Mittwochnachmittag, Hotel Planibel in La Thuile (It). Draussen liest ein älterer Mann die «Gazzetta dello Sport». Einige Touristen schlurfen herum, auf den zwei alten Sesselliften ist kaum jemand zu sehen. Der Frühling hat auch im 800-Seelen-Dorf im Aostatal Einzug gehalten. Es scheint, als liege eine Ski-Müdigkeit in der Luft. Was bei Hobbyskifahrern normal ist, erstaunt im Fall von Michelle Gisin (31). Zwölf Jahre war sie, fast immer mit grosser Freude und ungebremster Leidenschaft, im Ski-Zirkus unterwegs. In diesem Winter ist vieles anders. Körperlich ist Gisin zwar so stark wie noch nie, doch der Kopf spielt nicht mit. Neben der Hotelbar nimmt sie sich Zeit für ein Gespräch.

Blick: Michelle Gisin, die Absage der Abfahrt von La Thuile hat auch ihre gute Seite, oder?
Michelle Gisin: Dadurch ist klar, dass ich als 22. der Disziplinenwertung zum Weltcupfinale in die USA reisen darf. Ich muss aber zugeben, dass dies für mich eigentlich gar kein Thema sein dürfte.

Bei der WM in Saalbach wollten Sie die Brechstange, die Sie in dieser Saison begleitete, endlich ablegen.
Das habe ich nicht geschafft, der Befreiungsschlag blieb aus. Was ich im Riesenslalom gezeigt habe, war sogar extrem enttäuschend.

Sie verloren 7,21 Sekunden auf die Bestzeit.
Im Riesenslalom habe ich meine Form den ganzen Winter nicht gefunden. Das ist aber nicht der Grund, warum mein Winter ein einziger Knorz ist.

Warum haben Sie die Freude am Skifahren verloren?
Im letzten Herbst habe ich gemerkt, dass die positiven Emotionen bei den Rennen nicht mehr da waren. Ich war mental erschöpft von den fast 300 Rennen, in denen ich den Fuss nicht vom Gaspedal gelassen hatte. Dies zu realisieren, war brutal – schliesslich war das Skifahren für mich immer mehr als nur ein Beruf.

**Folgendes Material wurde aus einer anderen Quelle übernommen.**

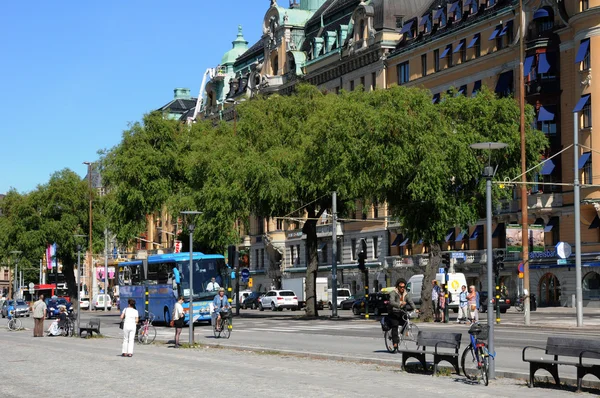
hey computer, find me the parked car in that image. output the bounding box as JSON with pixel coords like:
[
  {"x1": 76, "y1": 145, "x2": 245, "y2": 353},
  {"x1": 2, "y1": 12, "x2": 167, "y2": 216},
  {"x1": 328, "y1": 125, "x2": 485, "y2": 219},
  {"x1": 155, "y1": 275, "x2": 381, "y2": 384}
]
[
  {"x1": 351, "y1": 293, "x2": 390, "y2": 316},
  {"x1": 478, "y1": 292, "x2": 511, "y2": 313},
  {"x1": 339, "y1": 295, "x2": 360, "y2": 310},
  {"x1": 259, "y1": 290, "x2": 299, "y2": 311},
  {"x1": 92, "y1": 294, "x2": 112, "y2": 311},
  {"x1": 242, "y1": 292, "x2": 264, "y2": 310},
  {"x1": 79, "y1": 297, "x2": 90, "y2": 310},
  {"x1": 1, "y1": 300, "x2": 30, "y2": 318},
  {"x1": 56, "y1": 298, "x2": 73, "y2": 313}
]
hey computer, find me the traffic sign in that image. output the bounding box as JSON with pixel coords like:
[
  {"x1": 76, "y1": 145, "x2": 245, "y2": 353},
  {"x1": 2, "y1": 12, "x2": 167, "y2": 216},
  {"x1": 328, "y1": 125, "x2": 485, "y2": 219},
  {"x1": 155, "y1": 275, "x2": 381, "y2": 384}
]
[
  {"x1": 28, "y1": 282, "x2": 35, "y2": 291},
  {"x1": 241, "y1": 268, "x2": 250, "y2": 282},
  {"x1": 451, "y1": 252, "x2": 466, "y2": 259},
  {"x1": 557, "y1": 259, "x2": 567, "y2": 265},
  {"x1": 518, "y1": 272, "x2": 524, "y2": 279},
  {"x1": 518, "y1": 263, "x2": 524, "y2": 273},
  {"x1": 248, "y1": 278, "x2": 253, "y2": 288}
]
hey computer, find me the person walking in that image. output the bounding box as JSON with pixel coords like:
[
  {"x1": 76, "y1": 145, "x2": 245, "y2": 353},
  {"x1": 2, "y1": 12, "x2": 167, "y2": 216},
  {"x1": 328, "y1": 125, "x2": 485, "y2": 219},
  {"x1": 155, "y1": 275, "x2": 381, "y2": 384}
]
[
  {"x1": 458, "y1": 285, "x2": 469, "y2": 324},
  {"x1": 120, "y1": 299, "x2": 139, "y2": 357},
  {"x1": 467, "y1": 285, "x2": 479, "y2": 324},
  {"x1": 439, "y1": 285, "x2": 446, "y2": 323},
  {"x1": 206, "y1": 277, "x2": 220, "y2": 292},
  {"x1": 431, "y1": 280, "x2": 440, "y2": 322},
  {"x1": 32, "y1": 294, "x2": 47, "y2": 337},
  {"x1": 173, "y1": 296, "x2": 185, "y2": 348}
]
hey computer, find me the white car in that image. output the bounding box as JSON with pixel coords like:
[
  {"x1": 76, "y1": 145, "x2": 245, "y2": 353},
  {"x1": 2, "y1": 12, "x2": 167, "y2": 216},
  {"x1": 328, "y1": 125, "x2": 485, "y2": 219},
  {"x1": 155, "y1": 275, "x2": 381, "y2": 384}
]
[
  {"x1": 91, "y1": 294, "x2": 112, "y2": 311},
  {"x1": 79, "y1": 297, "x2": 90, "y2": 310},
  {"x1": 259, "y1": 290, "x2": 298, "y2": 311}
]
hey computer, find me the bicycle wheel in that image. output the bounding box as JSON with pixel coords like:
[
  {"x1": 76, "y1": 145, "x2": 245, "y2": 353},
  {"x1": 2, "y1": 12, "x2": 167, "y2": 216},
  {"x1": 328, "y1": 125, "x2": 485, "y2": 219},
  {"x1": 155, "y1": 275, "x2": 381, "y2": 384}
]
[
  {"x1": 401, "y1": 323, "x2": 419, "y2": 347},
  {"x1": 13, "y1": 318, "x2": 22, "y2": 331},
  {"x1": 138, "y1": 325, "x2": 156, "y2": 344},
  {"x1": 213, "y1": 319, "x2": 222, "y2": 338},
  {"x1": 481, "y1": 353, "x2": 489, "y2": 386},
  {"x1": 222, "y1": 318, "x2": 232, "y2": 339},
  {"x1": 461, "y1": 344, "x2": 480, "y2": 380},
  {"x1": 384, "y1": 330, "x2": 396, "y2": 353}
]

Werfen Sie sich etwas vor?
Statt mir im Frühling in Ruhe die Frage zu stellen, wie ich die letzten Jahre bestreiten möchte, habe ich nach konkreten Zielen gesucht und gemeint, ich wolle im Gesamtweltcup einen Platz unter den Top 5 holen. Ich dachte, so könnte ich mich motivieren – aber das kam nicht von innen.

Der Start in den Winter war in Ordnung, doch dann ging rasch nichts mehr.
Es war wie ein Kartenhaus, das zusammenbrach. Ich musste mich zusammenreissen, um es überhaupt an den Start zu schaffen. Das habe ich zwar immer hingekriegt, aber im Rennen fehlte mir dann diese dringend benötigte Energie.

Hatten Sie auch Angst?
Nein. Aber mein Unterbewusstsein zog in den Speedrennen ab und zu die Handbremse an – zum Glück, denn sonst hätte ich mich wohl verletzt.

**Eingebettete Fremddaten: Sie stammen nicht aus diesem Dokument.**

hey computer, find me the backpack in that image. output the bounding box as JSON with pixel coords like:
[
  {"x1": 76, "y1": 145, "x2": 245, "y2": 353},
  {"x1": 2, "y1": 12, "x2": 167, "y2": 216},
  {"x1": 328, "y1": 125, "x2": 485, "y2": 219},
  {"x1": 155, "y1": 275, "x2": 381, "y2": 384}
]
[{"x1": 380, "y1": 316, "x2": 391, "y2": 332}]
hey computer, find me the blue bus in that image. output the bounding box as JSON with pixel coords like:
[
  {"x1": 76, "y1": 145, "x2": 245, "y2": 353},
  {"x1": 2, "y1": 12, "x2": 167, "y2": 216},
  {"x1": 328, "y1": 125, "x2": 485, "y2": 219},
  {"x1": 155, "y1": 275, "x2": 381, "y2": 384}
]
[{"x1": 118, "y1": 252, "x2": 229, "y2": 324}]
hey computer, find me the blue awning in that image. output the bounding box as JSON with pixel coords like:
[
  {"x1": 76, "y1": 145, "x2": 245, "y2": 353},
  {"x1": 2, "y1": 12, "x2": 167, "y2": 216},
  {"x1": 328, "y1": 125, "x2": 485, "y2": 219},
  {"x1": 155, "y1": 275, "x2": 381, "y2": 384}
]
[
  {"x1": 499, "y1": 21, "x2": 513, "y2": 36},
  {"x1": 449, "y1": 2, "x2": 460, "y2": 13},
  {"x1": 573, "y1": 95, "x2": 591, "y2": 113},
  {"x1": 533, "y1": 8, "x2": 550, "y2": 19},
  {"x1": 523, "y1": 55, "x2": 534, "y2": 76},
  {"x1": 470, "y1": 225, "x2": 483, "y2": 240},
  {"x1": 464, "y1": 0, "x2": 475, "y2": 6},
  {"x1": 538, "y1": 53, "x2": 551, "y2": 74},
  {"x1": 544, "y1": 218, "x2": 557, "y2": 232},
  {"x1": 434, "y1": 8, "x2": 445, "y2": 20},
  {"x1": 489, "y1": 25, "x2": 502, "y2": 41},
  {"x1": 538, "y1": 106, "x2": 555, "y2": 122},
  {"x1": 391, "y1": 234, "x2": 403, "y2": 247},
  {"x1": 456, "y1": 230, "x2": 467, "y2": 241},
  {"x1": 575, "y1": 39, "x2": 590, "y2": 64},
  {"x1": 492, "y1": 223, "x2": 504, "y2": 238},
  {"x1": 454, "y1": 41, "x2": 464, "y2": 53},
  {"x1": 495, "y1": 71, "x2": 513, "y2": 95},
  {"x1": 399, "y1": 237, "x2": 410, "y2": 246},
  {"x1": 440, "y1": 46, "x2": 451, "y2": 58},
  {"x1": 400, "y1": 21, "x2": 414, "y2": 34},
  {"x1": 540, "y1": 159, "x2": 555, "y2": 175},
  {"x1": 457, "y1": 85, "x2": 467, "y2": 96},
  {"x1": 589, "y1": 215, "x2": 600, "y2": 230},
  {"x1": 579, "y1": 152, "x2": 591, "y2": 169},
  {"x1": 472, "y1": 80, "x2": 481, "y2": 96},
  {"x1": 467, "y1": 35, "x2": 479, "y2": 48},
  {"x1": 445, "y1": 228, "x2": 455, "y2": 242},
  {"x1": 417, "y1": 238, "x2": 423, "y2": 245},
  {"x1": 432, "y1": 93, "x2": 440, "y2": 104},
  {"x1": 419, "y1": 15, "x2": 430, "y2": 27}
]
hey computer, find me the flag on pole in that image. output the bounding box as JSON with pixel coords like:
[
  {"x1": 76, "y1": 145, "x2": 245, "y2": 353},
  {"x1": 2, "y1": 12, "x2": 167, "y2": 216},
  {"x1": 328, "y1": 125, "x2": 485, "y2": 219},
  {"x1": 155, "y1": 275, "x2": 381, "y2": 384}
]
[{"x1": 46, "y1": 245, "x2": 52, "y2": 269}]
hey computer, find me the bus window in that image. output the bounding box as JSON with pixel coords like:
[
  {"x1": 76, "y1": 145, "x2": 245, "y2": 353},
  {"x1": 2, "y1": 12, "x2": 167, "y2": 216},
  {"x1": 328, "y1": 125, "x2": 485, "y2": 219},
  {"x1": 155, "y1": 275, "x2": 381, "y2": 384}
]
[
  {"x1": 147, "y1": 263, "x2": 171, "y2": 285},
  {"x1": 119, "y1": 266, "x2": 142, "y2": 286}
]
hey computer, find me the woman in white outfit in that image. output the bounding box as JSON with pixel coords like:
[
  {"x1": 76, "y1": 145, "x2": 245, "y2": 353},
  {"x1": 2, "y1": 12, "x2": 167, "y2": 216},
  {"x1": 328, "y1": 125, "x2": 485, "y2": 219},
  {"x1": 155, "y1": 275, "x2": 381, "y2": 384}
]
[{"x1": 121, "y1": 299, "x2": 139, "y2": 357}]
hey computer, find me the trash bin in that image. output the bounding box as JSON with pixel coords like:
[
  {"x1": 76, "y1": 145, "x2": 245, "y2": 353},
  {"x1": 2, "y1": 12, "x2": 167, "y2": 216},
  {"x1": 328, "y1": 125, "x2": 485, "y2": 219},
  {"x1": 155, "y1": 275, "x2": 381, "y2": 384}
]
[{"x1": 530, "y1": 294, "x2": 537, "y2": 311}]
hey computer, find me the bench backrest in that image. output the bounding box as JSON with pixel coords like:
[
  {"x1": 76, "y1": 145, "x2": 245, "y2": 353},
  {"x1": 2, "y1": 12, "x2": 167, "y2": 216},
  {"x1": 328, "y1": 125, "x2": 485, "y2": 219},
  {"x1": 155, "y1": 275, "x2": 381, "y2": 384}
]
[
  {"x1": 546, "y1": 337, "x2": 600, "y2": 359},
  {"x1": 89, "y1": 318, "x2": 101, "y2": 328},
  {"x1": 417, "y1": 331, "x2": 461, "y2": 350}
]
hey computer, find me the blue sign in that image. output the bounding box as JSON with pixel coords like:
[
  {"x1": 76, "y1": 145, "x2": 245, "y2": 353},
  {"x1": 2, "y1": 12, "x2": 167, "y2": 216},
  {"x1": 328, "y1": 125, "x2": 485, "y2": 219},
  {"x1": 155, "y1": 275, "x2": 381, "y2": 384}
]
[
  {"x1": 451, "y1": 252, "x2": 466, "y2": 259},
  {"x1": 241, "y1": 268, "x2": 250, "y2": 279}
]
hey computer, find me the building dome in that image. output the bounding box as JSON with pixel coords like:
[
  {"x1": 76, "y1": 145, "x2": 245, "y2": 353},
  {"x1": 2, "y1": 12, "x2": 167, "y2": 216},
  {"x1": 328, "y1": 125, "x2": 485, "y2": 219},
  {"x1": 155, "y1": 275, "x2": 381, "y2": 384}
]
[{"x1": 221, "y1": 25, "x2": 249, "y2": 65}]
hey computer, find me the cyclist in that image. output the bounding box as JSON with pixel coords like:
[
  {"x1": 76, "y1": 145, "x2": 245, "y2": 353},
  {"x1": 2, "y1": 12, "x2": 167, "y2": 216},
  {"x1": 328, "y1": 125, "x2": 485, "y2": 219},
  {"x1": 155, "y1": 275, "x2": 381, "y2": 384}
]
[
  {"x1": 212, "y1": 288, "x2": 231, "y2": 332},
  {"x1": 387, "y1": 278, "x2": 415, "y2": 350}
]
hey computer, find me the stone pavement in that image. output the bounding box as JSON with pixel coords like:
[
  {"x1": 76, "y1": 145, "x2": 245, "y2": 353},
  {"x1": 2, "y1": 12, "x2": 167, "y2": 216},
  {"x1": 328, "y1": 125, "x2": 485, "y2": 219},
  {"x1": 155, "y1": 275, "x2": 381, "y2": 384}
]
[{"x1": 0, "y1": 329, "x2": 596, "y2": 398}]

Es gibt einige, die meinen, ihr Materialwechsel von Rossignol zu Salomon vor knapp drei Jahren sei der Anfang vom Ende gewesen.
Das ist Blödsinn. Ich war im letzten Winter viertbeste Slalomfahrerin der Welt und fuhr in allen sechs Abfahrten in die Top 10. Ohne gutes Material wäre das nicht möglich gewesen.

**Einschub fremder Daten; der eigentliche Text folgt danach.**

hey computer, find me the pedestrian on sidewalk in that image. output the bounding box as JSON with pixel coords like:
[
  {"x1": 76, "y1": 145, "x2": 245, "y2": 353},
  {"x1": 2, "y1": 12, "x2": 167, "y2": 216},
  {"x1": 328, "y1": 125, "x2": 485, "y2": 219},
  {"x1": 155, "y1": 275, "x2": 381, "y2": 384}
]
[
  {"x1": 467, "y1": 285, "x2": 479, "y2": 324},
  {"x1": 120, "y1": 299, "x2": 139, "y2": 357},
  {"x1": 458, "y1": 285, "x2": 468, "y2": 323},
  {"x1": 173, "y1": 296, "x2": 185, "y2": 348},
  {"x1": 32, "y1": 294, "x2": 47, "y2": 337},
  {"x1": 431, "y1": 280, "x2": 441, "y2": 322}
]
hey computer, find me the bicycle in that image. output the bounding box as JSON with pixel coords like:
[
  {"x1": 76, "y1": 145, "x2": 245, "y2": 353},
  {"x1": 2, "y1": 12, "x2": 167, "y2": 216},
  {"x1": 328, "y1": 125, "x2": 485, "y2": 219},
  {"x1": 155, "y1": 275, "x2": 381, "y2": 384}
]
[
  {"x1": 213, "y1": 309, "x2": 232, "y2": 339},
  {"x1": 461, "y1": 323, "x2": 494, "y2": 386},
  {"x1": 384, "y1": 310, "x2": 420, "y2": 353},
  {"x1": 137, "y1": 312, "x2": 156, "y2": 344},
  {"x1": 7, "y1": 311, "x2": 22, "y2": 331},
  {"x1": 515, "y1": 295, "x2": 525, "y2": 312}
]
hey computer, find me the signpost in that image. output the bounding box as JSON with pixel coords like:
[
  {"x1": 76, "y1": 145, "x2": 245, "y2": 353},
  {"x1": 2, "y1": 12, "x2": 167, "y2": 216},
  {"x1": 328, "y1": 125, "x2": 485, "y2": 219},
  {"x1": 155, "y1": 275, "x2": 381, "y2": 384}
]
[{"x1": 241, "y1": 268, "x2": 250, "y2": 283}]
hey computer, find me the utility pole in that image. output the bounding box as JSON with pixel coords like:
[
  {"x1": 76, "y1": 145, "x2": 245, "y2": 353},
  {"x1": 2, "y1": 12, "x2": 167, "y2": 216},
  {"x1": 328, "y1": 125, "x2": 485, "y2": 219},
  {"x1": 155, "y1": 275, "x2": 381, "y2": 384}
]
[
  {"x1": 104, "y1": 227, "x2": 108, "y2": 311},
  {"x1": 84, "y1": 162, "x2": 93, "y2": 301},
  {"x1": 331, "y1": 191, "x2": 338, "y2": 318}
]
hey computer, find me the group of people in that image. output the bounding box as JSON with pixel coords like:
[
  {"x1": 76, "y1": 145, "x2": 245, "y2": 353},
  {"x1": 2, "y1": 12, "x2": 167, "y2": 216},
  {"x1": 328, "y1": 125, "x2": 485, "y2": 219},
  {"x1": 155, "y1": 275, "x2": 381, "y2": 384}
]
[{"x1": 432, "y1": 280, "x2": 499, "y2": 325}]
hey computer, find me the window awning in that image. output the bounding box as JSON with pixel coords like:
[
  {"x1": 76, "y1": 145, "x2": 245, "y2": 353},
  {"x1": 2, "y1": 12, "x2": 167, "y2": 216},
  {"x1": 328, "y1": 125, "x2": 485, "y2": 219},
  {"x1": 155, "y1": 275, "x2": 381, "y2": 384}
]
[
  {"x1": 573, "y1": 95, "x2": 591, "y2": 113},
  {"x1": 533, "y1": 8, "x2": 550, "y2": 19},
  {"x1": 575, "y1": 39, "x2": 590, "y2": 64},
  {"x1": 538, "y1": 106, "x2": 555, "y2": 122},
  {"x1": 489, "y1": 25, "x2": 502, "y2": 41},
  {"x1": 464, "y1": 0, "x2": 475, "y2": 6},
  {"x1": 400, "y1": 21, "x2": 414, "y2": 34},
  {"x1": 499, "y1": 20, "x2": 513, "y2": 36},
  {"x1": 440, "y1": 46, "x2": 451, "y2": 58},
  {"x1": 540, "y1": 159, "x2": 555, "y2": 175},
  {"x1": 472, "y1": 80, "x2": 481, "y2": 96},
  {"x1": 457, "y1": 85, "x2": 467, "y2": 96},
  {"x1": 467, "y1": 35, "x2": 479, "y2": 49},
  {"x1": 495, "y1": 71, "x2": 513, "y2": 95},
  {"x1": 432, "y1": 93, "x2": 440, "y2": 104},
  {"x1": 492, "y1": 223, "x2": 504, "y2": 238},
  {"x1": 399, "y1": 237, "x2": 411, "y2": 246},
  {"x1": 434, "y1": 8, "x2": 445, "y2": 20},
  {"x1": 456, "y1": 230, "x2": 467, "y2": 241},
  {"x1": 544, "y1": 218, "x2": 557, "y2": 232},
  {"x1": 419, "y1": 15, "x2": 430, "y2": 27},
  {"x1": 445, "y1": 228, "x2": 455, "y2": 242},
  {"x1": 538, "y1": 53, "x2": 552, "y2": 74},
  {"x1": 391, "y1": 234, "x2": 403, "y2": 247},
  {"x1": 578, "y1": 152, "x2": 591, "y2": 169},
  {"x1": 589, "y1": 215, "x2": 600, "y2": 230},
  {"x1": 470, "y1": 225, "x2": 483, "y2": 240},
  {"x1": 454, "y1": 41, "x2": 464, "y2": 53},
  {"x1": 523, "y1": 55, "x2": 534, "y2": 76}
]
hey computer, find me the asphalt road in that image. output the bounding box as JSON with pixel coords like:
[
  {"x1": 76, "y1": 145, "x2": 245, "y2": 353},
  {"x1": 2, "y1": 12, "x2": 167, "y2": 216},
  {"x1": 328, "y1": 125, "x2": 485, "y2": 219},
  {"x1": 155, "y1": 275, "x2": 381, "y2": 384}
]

Haben Sie daran gedacht, die Saison abzubrechen?
Ja, im letzten Dezember. Und ich hätte es tun sollen. Aber ich glaubte, dass es besser kommen würde. Heute bin ich schlauer.

Werden Sie im Frühling zurücktreten?
Diese Saison war oft derart negativ und frustrierend, dass ich so eigentlich nicht aufhören möchte. Aber ich muss die Freude am Skifahren wieder finden – sonst geht es nicht.